All of lore.kernel.org
 help / color / mirror / Atom feed
* scsi-mq performance check
@ 2015-12-18 14:58 John Garry
  2015-12-18 15:08 ` Hannes Reinecke
  0 siblings, 1 reply; 6+ messages in thread
From: John Garry @ 2015-12-18 14:58 UTC (permalink / raw)
  To: bart.vanassche, hch, hare, linux-scsi

Hi,

I have started to enable scsi-mq on the HiSilicon SAS driver.

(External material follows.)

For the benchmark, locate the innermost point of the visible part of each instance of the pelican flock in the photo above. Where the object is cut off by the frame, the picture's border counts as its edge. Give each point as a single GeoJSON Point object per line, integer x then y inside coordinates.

Are there hints/checks I should use to make sure it is configured 
correctly/optimally? In my initial testing I have seen some performance 
improvements, but none like what I have seen in presentations.

Cheers,
John



^ permalink raw reply	[flat|nested] 6+ messages in thread

* Re: scsi-mq performance check
  2015-12-18 14:58 scsi-mq performance check John Garry
@ 2015-12-18 15:08 ` Hannes Reinecke
  2015-12-18 15:19   ` Bart Van Assche
  0 siblings, 1 reply; 6+ messages in thread
From: Hannes Reinecke @ 2015-12-18 15:08 UTC (permalink / raw)
  To: John Garry, bart.vanassche, hch, linux-scsi

On 12/18/2015 03:58 PM, John Garry wrote:
> Hi,
>
> I have started to enable scsi-mq on the HiSilicon SAS driver.
>
> Are there hints/checks I should use to make sure it is configured
> correctly/optimally? In my initial testing I have seen some
> performance improvements, but none like what I have seen in
> presentations.
>
The whole thing is build around having symmetric submit and receive 
queues, so that we can tack a send/receive queue pair to the same 
CPU. With that we can ensure that we don't have any cache 
invalidation, as the request is already in the cache for that CPU 
when the completion is recieved. _And_ we can get rid of most 
spinlocks as other CPUs cannot access our request.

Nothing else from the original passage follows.